Winner, 'Best Documentary' - Short and Sweet film festival
Director: Aideen Johnston
Cinematographer: Bhavan Rajagopalan
Sound: Eamonn Johnston
Editing: Aideen Johnston
My MA documentary. Here's an extract from the project statement:
"This project explores integrating elements of experimental and art cinema with documentary. If a journalistic mindset of presenting objective facts characterizes traditional documentary, then Ding Dong the Church is Dead reflects blogging culture with its deeply personal aspect and the prominence of issues of identity, self-representation and subjectivity. In terms of both philosophy and directing style, the film is something of a manifesto as the work lay slightly beyond the boundaries of what is normally classified as documentary.
My research has two distinct emphases – spirituality through the use of liminal spaces present in the materiality of cinema, and spirituality through film as parable. Initially, I intended to leave spaces within the film wherein the viewer could mediate on the film’s content. However, the emphasis shifted to the second exploration – film as parable – during editing. The experimentation with form became intertwined with the film’s exploration of subjectivity. Instead of creating “void” spaces within the film as an invitation to meditation, I used the film’s experimental dimensions to enhance its authorial component. In other words, the “collage” style of filming, the editing and even the choice of locations keep with my personal style. Therefore, using these semiotic elements invites the viewer into the film’s spiritual core through my filtering sensibility.

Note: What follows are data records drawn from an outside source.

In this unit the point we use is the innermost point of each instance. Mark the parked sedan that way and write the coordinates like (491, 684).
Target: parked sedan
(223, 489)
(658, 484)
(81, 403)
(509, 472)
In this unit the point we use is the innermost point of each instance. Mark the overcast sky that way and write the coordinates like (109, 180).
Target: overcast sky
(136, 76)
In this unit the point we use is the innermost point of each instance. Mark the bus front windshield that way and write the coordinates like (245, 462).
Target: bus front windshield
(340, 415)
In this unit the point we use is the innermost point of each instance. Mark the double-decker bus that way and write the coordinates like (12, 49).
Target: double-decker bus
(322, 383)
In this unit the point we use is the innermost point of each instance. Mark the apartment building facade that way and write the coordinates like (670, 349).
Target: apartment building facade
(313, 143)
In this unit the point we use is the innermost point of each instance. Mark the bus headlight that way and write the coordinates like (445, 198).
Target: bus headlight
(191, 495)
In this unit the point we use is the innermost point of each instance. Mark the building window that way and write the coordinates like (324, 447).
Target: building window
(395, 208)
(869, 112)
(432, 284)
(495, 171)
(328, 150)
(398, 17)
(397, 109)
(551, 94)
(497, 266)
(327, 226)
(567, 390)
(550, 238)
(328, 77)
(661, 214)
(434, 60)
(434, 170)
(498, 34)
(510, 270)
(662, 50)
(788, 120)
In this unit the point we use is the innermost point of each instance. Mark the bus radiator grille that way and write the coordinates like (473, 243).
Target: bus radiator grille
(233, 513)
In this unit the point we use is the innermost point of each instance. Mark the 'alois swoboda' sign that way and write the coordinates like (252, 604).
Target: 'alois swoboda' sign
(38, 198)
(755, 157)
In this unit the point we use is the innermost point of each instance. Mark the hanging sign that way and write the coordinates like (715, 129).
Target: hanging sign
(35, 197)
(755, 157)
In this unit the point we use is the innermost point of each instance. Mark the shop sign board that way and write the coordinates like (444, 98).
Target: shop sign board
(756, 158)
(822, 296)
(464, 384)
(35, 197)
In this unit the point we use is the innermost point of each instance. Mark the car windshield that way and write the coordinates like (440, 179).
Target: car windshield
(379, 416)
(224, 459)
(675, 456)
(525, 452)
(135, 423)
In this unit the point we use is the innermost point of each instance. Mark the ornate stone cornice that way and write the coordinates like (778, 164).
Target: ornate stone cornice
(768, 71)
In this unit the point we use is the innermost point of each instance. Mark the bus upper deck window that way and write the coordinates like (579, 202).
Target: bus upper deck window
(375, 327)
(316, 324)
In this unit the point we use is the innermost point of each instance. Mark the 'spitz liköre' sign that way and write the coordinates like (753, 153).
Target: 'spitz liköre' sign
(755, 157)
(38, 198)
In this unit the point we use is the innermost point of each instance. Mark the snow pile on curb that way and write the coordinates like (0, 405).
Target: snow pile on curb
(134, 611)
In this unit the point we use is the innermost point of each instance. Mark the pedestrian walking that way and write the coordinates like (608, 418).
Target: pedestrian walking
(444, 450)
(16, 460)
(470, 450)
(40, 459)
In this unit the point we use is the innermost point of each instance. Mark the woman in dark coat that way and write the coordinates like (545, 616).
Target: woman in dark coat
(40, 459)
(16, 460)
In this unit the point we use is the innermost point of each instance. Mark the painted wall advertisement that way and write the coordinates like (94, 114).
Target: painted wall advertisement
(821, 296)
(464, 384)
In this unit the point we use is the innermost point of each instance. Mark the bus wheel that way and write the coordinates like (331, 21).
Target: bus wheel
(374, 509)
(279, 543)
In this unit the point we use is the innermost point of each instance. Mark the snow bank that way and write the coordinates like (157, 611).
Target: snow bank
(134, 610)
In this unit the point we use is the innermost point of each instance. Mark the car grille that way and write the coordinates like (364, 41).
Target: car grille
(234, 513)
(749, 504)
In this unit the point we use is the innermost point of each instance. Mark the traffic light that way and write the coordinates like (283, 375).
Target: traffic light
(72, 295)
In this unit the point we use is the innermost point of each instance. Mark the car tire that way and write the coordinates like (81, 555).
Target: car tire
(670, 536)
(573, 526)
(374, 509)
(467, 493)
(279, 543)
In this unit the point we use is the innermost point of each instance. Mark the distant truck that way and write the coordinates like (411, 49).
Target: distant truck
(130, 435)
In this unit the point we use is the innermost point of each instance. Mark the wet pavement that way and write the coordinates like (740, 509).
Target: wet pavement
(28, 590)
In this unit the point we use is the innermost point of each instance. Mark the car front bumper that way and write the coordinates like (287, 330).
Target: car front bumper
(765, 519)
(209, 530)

In projects that blend autobiography and potentially contentious subject matter, authenticity gains importance. I have used self-deprecation as well as self-reflexivity – referring regularly to the means of production to remind the audience that they are watching a construct.
The film’s sincerest moment happens during the build-up to the conclusion, where I cut through the linguistic layers of postmodern theology with a relatively unembellished statement of belief (“I love Jesus”). The moment is uncomfortably honest and simplistic. I felt it important to let it stand in its rawness for a few moments without garnish. This serves to highlight my point of departure from Emergent theology and capture the film’s content on an emotional level. The raw personal honesty showcases the unique narrative voice of this film, reflecting again the potential of new documentary forms evocative of social media."